In this way, making images with a camera isn't really about making images at all. I think it's more a vehicle  that encourages us to engage with our environment. Give someone a camera and they will go looking. Or more specifically, they will go searching. A camera is a baton, a symbol that says 'now I must open I eyes and go see, look, find, enquire, engage'.

I had a client a year or so ago, who expressed his view that we should try to avoid routine in our lives - even in the smallest of ways. He would for instance, take different routes home in his car each day from work, so that he was able to think more. Or if he was walking, he would deliberately leave his office and make up his journey home. He wouldn't look at a map or plan his trip. He would simply go, and see what he would come across as he made his way from one side of Philadelphia to the other. During the workshop, he was keen to encourage the group to choose different seats each day. As much as this seems perhaps a bit eccentric, I can fully appreciate what he was doing. He was trying to reduce the level of routine in his life because it allowed him to engage more.

I've been looking at these three images the past few weeks since I worked on them. Essentially the same location, same volcano in the background - Licancabur - just on the border between Chile and Bolivia.

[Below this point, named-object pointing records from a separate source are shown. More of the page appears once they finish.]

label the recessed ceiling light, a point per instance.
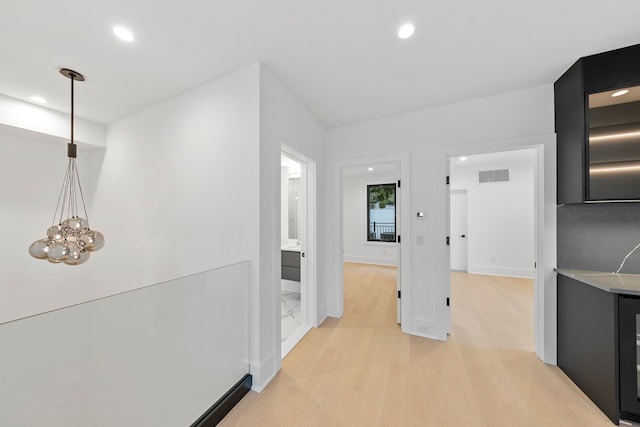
(406, 31)
(123, 34)
(38, 99)
(620, 92)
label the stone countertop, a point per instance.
(628, 284)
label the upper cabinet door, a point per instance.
(598, 134)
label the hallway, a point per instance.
(360, 370)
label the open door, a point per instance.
(398, 235)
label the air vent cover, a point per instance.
(493, 176)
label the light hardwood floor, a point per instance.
(360, 370)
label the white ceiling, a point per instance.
(504, 157)
(341, 58)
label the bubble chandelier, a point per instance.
(70, 240)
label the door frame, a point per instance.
(404, 248)
(308, 240)
(545, 291)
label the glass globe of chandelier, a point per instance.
(69, 240)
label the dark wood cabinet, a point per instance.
(587, 342)
(596, 73)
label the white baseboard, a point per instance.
(262, 374)
(370, 260)
(524, 273)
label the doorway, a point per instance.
(400, 164)
(297, 248)
(459, 233)
(492, 224)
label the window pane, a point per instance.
(381, 214)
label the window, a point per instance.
(381, 213)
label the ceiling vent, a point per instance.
(498, 175)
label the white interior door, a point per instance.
(459, 235)
(398, 269)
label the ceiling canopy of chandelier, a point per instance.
(69, 239)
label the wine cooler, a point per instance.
(629, 328)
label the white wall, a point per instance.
(283, 120)
(500, 216)
(158, 356)
(188, 185)
(36, 122)
(518, 118)
(177, 192)
(356, 247)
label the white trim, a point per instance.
(545, 320)
(335, 254)
(491, 270)
(377, 243)
(256, 373)
(309, 239)
(370, 260)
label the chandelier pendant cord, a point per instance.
(70, 240)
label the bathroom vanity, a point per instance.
(290, 263)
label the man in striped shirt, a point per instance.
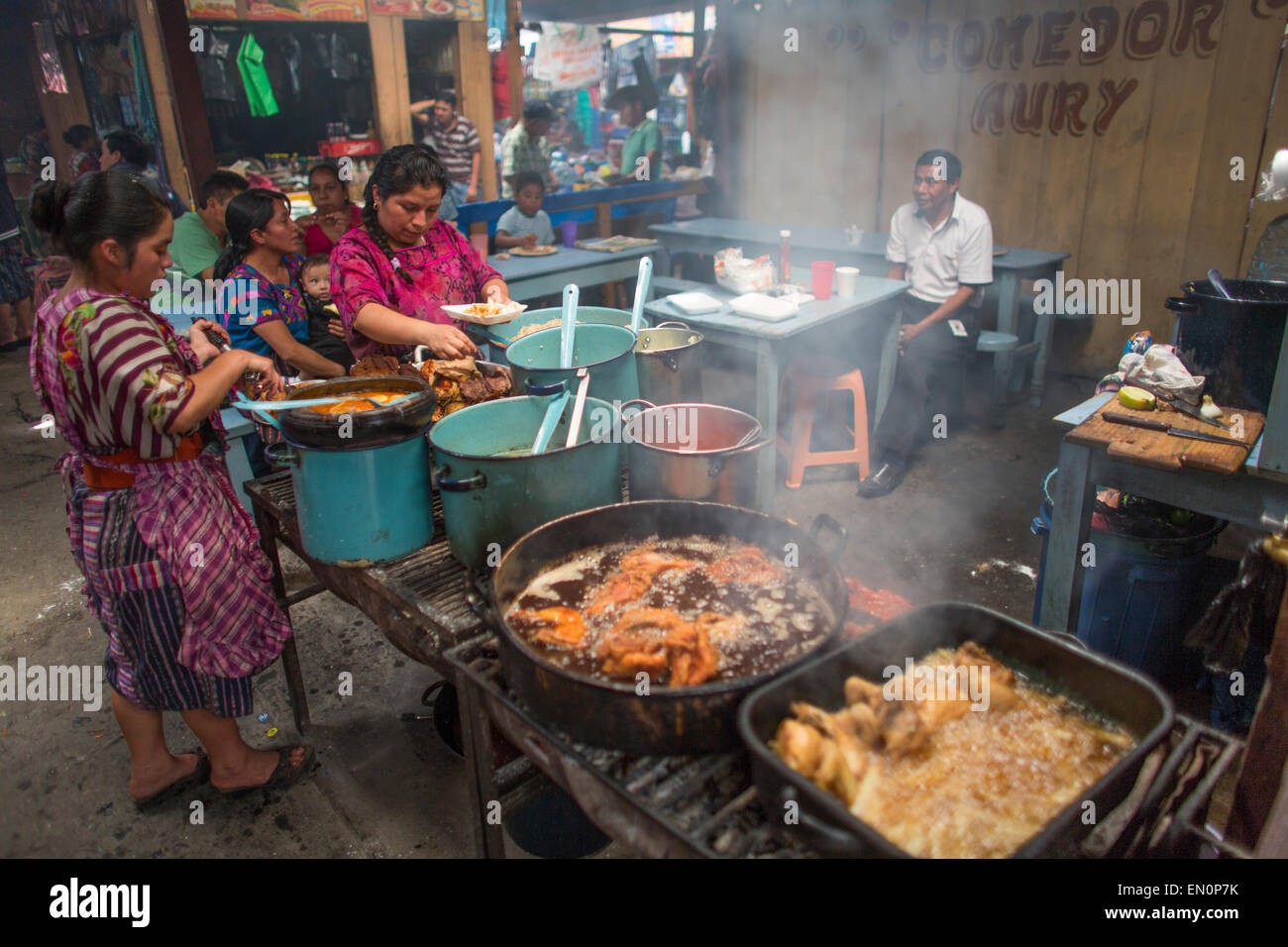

I could have shot this scene once and decided that there was little point in making another image of it . But as you know, we don't tend to do that as photographers. We will often shoot the same subject again and again. Sometimes it's because we don't think we quite 'got it', and other times, it's because we're still noticing things about the landscape and recomposing to take into account the new information we have at hand.

In my own case, these three images came about because of two things: firstly, my awareness of the colour temperature, and secondly, my awareness of foreground subject matter.

With regards to colour temperature, I had started my shoot at this location in twilight (the blue hour) and as the morning progressed I watched the hues change the landscape dramatically from blue to golden yellow / orange towards daylight temperature. There is this inquisitiveness we have as photographers to go study the changes in the light. To take pleasure in noticing the small changes in our environment. We have the luxury to stop and watch, to notice and to enjoy.

My second point, about being aware of foreground subject matter meant that I kept searching for a better composition. I like to think of this as re-interpreting the landscape.

I believe that doing landscape photography is about having a conversation with our surroundings. When we alter composition, we are effectively asking a new question. How we feel about this new composition is our answer. Making landscape images is a dialog between ourselves and how we feel about our environment. As I said earlier on in this post, I feel that photography is really a vehicle, one that allows us to enquire, to engage and go ask questions. We are ultimately searchers.